Disruptive Forces on Credit Cards and Changes in the Digital Payment Landscape

June 2023

By Zakie Twainy and Rhea Wagh

Credit cards are generally considered a critical part of the payments infrastructure. However, a myriad of factors may shape new pathways in the payments landscape, undermining the current dominance of credit cards. This may create new opportunities for revenue growth for banks, fintechs and other financial institutions. 

Dominance of Credit Cards


The prevalence of credit cards as a payments infrastructure has been a driving force in the modern economy. The invention of credit cards in the 1950s, starting with Diner’s Club card,1 paved the way for a multitude of benefits such as enhanced fraud protections, monetary rewards for routine spending, spend tracking and a faster way to build credit than traditional methods.2 As a result, credit cards have become a ubiquitous mode of payment with 48% of businesses using credit cards for payments3 and U.S. consumers are using cards for 37% of payment transactions.4 Beyond this, the Federal Reserve Board of San Francisco found that credit card payments are at their highest level since 2016, indicating that credit cards are gaining ground compared to cash or other forms of payment.5


How They Work


The technology infrastructure behind credit cards, also known as payment rails, is the core of their supremacy. These rails allow for digital money transfers to be made between payers and payees, regardless of country, currency, digital payment method, or whether the parties are businesses or consumers.

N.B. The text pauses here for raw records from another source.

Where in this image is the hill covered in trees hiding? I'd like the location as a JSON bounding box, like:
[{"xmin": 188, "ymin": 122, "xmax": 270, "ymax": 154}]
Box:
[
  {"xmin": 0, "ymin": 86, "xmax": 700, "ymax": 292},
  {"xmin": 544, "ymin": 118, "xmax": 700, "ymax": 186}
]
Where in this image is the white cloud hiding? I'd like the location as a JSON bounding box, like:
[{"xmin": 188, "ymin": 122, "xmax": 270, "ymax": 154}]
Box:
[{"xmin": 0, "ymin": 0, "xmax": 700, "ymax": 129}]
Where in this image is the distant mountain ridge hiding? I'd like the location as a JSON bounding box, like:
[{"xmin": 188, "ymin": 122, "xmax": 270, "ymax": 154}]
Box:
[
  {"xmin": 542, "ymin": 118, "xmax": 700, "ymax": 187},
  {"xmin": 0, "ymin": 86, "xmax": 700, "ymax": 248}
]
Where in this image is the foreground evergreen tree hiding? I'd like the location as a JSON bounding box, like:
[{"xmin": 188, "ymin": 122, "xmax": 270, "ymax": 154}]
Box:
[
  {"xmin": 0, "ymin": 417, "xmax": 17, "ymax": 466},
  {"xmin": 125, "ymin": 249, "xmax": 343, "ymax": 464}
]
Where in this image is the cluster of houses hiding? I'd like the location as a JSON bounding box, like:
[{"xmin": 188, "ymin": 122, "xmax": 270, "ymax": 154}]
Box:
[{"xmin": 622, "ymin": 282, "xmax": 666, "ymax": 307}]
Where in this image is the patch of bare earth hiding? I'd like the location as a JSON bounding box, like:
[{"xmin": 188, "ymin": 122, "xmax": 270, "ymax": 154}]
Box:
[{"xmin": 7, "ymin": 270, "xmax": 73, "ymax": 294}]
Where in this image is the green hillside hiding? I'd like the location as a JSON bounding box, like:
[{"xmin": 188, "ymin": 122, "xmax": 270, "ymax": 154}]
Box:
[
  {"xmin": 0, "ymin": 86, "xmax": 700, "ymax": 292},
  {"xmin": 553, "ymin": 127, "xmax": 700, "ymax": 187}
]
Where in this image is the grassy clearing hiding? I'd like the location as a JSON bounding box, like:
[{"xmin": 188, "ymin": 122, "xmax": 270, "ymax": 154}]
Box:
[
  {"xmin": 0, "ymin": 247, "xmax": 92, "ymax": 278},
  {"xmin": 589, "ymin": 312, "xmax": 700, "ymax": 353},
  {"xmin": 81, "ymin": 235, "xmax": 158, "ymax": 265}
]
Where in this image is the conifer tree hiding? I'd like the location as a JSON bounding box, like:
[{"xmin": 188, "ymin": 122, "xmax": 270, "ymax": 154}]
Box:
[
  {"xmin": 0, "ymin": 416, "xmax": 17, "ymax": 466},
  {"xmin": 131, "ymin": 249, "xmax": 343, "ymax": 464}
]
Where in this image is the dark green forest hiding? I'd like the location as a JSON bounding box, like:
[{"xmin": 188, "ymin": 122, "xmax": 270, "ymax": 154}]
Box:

Credit card rails work by using a physical or digital card that can be presented to a merchant. Once a transaction takes place, the details are sent to the bank that acquires payment, which then sends it to the bank that issued the card. When the issuing bank receives the transaction, it ensures it has enough available credit and authorizes the transaction. The issuing bank routes the transaction back through the card network to the acquiring bank, completing the transaction.6


This is referred to as the dual message system; the merchant sends an authorization request with the first message and requests settlement with the second message. Dual message networks are generally considered to be more secure, as they have additional authentication measures. Further, the dual message networks are still often the only available choice for remote debit sales, according to the Federal Reserve.7


One of the factors that seemingly contributes to the dominance of credit card companies, such as Visa and Mastercard, is the type of payment networks they operate. Visa and Mastercard control most dual-message transaction networks, which has become a barrier to entry in the space.8 Start-ups in the credit card space are often connected to and/or backed by major card providers due to the speed, and resources required to replicate such a network. Hence, as new credit card models emerge, one asks if they can be sustained as they’re not on a scalable network. How do they make the unit economics work?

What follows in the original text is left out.